Ouvrage disponible dès novembre 2023 :

L’irrédentisme-italien-dans-l’empire-austro-hongrois

Peter Kürten le vampire de Düsseldorf 1929-31 Troisième partie

Le 25 août, à Oberkassel, sur la rive gauche du Rhin, le Vampire s’en prit à Gertrude Schulte, une bonne de vingt-six ans. Mais, entendant des passants, il s’enfuit avant de l’avoir tuée.

Malheureusement pour l’enquête, la jeune domestique fit de son agresseur une description des plus fantaisistes, parlant d’un frêle blondinet de vingt, vingt-cinq ans. Alors que Peter Kürten, qu’elle avait pourtant vu de près, était un quadragénaire plutôt trapu aux cheveux châtain. Mieux (ou pire) : quand, sur son lit d’hôpital, on présenta à Gertrude Schulte la photo de Kürten, parmi celles de dizaines d’autres repris de justice, elle ne le reconnut pas.

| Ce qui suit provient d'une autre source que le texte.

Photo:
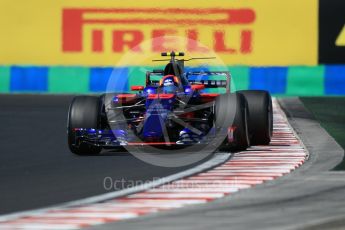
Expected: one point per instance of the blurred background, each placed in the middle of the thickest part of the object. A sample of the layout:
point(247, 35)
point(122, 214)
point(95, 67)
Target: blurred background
point(291, 48)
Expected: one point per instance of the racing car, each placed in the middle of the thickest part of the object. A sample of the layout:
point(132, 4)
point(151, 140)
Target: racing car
point(175, 107)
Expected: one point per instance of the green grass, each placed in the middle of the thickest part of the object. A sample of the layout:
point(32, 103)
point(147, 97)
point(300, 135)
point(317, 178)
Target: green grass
point(330, 112)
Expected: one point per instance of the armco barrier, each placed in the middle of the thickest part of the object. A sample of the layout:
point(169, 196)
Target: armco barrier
point(294, 80)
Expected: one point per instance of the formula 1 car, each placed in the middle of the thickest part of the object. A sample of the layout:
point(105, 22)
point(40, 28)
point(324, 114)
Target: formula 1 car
point(174, 108)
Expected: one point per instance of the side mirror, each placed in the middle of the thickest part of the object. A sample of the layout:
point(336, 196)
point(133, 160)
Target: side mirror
point(137, 88)
point(198, 87)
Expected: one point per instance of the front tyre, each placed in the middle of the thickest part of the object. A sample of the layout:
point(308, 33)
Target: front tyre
point(260, 116)
point(84, 112)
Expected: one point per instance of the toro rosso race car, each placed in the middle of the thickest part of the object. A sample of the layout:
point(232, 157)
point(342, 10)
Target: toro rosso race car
point(174, 108)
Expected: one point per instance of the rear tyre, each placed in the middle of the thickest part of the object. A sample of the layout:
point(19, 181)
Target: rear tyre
point(84, 112)
point(231, 114)
point(260, 116)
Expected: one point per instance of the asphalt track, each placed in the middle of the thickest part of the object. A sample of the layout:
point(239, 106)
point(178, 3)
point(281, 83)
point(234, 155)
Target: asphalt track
point(36, 167)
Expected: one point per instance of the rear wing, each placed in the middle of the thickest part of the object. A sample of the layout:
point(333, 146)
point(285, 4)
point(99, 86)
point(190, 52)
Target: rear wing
point(212, 80)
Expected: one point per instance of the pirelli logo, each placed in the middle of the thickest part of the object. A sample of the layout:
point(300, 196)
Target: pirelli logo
point(127, 28)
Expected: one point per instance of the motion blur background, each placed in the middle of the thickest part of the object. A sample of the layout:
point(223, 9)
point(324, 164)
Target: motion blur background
point(72, 46)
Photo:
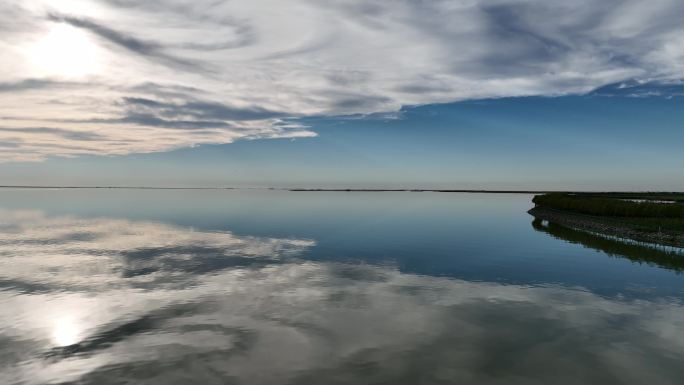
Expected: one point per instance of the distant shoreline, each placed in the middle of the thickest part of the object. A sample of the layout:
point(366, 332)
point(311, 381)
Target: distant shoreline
point(473, 191)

Comme dans le film de Fritz Lang, la Police travaillait avec l’énergie du désespoir, multipliant contrôle et rafles. Peter Kürten fut plusieurs fois interrogé, mais ses papiers étaient parfaitement en règle. Et son aspect bourgeois et correct détourna les soupçons.

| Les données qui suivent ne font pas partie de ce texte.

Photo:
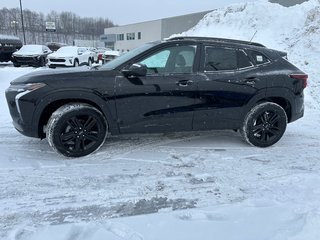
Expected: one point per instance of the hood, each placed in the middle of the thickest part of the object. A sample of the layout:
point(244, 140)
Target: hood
point(26, 54)
point(63, 76)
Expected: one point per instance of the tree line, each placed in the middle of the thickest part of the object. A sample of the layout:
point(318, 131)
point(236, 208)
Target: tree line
point(69, 26)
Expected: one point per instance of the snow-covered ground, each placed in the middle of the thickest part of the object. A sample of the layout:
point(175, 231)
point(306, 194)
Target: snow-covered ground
point(201, 185)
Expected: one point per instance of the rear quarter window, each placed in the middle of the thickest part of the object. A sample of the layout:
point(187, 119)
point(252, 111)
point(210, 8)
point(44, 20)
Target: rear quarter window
point(259, 58)
point(220, 59)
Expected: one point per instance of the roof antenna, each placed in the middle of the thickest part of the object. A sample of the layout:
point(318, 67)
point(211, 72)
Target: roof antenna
point(253, 35)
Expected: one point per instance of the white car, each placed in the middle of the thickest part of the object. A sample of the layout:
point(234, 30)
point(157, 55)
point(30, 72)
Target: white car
point(70, 56)
point(110, 55)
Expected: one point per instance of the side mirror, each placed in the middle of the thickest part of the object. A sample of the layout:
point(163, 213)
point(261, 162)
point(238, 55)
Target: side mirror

Kürten, comme tous les tueurs en série, vivait des « crises » où il commettait plusieurs agressions en l’espace de quelques jours, voire de quelques heures ; quand il n’avait pas trouvé de victimes humaines, il s’en prenait parfois à un animal1 pour satisfaire ses pulsions. Mais ces périodes de « crises » alternaient avec des pauses qui pouvaient durer plusieurs mois.

Ainsi, après une pause de quelques semaines, la kyrielle des victimes reprit. Le 29 septembre, ce fut la domestique Ida Reuter, égorgée. A l’aube du 11 octobre, le gardien d’un square trouva le corps, horriblement blessé, d’Elisabeth Dörrier, une semi clocharde qui se prostituait, occasionnellement. Elle mourut vingt quatre heures après avoir été recueillie à l’hôpital. Le 25 octobre, double attaque de Hubertine Meurer et de Klara Wanders, deux prostituées, qui survivront.

Et, le 7 novembre 1929, Kürten tua une petite fille, Gertrud Albermann, dont il déposa le corps sur le terrain vague qui longe l’usine Haniel & Lueg. Incroyablement, trois personnes différentes l’avait aperçu emmener la petite en la tenant par la main. Sans que personne n’intervienne. « La petite souriait, et lui avait tant l’air d’un citoyen comme il faut … »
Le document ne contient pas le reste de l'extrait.